Serials by Kellogg
"S&P 500 Forecast"
October 20, 2000
The Winter-Spring rallies of 1998, 1999 and 2000 were clearly slowing down. Each rose to a lower point relative to its year-beginning. This progressive slowdown left the seasonal bottom for 2000 well below its year-beginning level unlike in previous years (see Chart). Even a strong Fall rally won't move this year's close to much higher than between 1468.7 and 1531.2 or from flat to up 4% for the year.

The year 2001 should be a recession year, or whatever will pass politically for a slowdown. We are already seeing signs of it; therefore, next year's Winter rally could easily fizzle as the market runs out of steam in the face of concern for the economy and uncertainty about a new Administration.

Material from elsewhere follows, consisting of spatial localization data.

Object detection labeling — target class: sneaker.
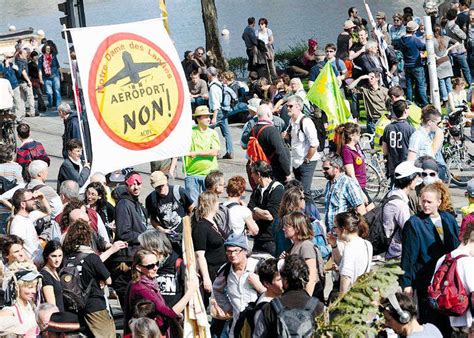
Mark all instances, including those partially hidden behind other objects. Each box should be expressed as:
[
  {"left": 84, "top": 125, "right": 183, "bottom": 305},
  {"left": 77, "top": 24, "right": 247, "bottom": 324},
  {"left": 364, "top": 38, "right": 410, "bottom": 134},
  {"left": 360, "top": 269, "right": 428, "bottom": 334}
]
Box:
[{"left": 222, "top": 153, "right": 233, "bottom": 159}]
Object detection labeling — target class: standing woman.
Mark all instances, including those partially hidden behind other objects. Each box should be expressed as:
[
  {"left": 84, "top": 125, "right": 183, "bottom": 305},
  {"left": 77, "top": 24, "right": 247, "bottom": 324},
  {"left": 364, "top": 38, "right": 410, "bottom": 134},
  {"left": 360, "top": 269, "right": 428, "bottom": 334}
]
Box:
[
  {"left": 124, "top": 249, "right": 198, "bottom": 337},
  {"left": 38, "top": 42, "right": 62, "bottom": 110},
  {"left": 433, "top": 25, "right": 456, "bottom": 106},
  {"left": 276, "top": 186, "right": 306, "bottom": 257},
  {"left": 327, "top": 210, "right": 373, "bottom": 295},
  {"left": 85, "top": 181, "right": 115, "bottom": 238},
  {"left": 192, "top": 191, "right": 226, "bottom": 302},
  {"left": 335, "top": 122, "right": 374, "bottom": 211},
  {"left": 282, "top": 211, "right": 323, "bottom": 299},
  {"left": 256, "top": 17, "right": 277, "bottom": 81},
  {"left": 40, "top": 240, "right": 64, "bottom": 311}
]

This is likely to be the beginning of a transition into a long consolidation phase for the market that we have been predicting. A repeat performance in 2001 would confirm it. While the talk shows will rediscover value-investing, addictive behavior is hard to break so we expect to see even more abrupt and irrational price swings as hot-shot fund managers struggle to find their way.

A defensive-growth strategy is probably the best policy with the MSCI World Index as a better benchmark than the S&P 500 Index for most growth oriented investors. Success will be in avoiding big mistakes.